Case 1: Identify mail flows along forwarders.

With an increased adoption of DMARC reporting, we will be getting
reports like this:

Report from $ForwarderOrg:
HeaderFrom=$OriginDomain + EnvFrom=$OriginDomain --> $ForwarderOrg
Report from $RecipientOrg:
HeaderFrom=$OriginDomain + EnvFrom=$ForwarderDomain --> $RecipientOrg

envelope_to allows you to automatically correlate these reports and
reconstruct the forwarding path. This helps to identify the culprit who
is breaking DKIM signatures, especially with longer forwarding chains.
Without envelope_to, reconstructing the mail flow requires guessing and
manual work.

Case 2: Get information for tracing errors.

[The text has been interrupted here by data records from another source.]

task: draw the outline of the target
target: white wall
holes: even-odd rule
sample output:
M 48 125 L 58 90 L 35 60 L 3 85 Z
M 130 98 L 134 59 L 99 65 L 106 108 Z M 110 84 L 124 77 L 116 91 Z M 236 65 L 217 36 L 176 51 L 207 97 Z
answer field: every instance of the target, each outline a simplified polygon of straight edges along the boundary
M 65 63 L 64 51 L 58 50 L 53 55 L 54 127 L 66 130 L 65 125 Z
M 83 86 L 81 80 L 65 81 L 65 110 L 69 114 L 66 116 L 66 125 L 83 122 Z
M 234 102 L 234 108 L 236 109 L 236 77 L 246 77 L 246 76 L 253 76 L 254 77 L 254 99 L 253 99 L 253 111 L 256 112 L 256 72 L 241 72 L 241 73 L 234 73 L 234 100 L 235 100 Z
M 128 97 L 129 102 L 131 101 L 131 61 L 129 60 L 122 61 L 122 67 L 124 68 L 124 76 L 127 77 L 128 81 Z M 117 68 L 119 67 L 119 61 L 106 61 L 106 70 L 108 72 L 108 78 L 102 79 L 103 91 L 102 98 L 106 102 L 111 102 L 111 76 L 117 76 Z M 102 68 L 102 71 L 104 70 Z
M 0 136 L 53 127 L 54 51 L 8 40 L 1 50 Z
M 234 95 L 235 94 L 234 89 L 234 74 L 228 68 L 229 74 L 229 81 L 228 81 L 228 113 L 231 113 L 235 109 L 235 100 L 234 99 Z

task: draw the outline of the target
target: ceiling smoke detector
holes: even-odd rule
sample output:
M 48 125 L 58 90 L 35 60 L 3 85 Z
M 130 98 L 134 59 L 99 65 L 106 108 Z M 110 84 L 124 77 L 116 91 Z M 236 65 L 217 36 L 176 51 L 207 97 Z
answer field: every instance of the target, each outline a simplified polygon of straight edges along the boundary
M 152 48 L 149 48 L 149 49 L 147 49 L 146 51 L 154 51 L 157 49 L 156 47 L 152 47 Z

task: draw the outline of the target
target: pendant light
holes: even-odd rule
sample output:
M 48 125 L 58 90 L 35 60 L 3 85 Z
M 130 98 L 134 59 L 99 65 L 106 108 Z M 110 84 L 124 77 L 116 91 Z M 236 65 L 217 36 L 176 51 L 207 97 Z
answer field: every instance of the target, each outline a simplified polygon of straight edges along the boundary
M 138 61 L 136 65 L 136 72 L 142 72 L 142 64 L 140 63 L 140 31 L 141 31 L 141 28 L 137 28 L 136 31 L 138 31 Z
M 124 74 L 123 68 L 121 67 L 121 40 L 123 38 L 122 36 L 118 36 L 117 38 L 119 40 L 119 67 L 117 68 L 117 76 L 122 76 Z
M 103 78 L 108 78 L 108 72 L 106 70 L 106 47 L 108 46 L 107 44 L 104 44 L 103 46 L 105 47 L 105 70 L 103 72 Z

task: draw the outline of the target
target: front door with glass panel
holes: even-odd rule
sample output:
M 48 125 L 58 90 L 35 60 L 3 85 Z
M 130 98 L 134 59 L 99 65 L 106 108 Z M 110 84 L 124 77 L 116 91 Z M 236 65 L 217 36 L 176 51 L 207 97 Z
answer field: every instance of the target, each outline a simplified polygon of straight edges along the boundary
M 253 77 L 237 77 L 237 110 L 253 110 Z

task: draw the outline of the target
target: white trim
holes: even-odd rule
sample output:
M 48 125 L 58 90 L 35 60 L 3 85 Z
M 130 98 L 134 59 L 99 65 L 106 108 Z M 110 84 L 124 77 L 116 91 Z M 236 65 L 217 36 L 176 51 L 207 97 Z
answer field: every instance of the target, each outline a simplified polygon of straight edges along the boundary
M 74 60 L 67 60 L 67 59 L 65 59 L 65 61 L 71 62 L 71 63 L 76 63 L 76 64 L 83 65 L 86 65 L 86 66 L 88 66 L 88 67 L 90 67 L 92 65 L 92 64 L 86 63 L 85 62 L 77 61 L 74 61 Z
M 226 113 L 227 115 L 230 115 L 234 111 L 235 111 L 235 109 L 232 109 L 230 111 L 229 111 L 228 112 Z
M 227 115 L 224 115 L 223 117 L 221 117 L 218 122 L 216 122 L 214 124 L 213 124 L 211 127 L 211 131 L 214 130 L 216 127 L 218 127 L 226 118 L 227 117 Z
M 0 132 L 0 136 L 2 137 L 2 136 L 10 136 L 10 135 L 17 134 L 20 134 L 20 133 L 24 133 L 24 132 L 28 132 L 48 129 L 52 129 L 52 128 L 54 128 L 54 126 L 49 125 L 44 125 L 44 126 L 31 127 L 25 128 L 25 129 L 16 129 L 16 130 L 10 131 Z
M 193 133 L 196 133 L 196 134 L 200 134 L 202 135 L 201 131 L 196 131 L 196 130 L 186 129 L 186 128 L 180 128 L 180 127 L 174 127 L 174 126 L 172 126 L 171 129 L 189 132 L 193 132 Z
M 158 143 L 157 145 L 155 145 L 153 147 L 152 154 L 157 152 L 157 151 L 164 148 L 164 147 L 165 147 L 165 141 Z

Let's say you find a DKIM or SPF error from RUA reports and would like
to investigate, because you expect a different outcome. Two real-life
examples I've experienced:

a) We suspect a bug in either our DKIM signer or the recipient's DKIM
verifier (inferred from recipient's RUA report).
b) We are convinced a forwarder breaks DKIM signatures (inferred from a
third-party destination's RUA report).

If one of the involved parties is willing to investigate further, they
ask for the timestamp, sender address and recipient address to trace
their logs. I understand that this is the use case for RUF reports to
shine. I'm arguing that RUA reports suffice, if they contain the day,
sender domain and recipient domain.

Todd Herr wrote on 2021-04-29 14:44:
> I believe all of those things are already possible with the aggregate
> report as it is now, with no need to list the recipient domains. For any
> set of X domains hosted at provider Y, I would expect DMARC validation
> results (i.e., pass or fail) to be consistent across all X domains at
> that provider.

In theory, yes.

In practice:
a) Some forwarders (including large infrastructures) show a wildly
inconsistent behavior with DKIM signatures, which at least to some
degree seems to depend on the recipient domain. If these forwarders
start reporting, I'd need the recipient domain to make sense of their
reports. See also Case 1 above.
b) Some recipients report sporadic SPF or DKIM permerrors for some
messages, while other messages validate correctly. This behavior
probably does not depend on the recipient domain, but see Case 2 above.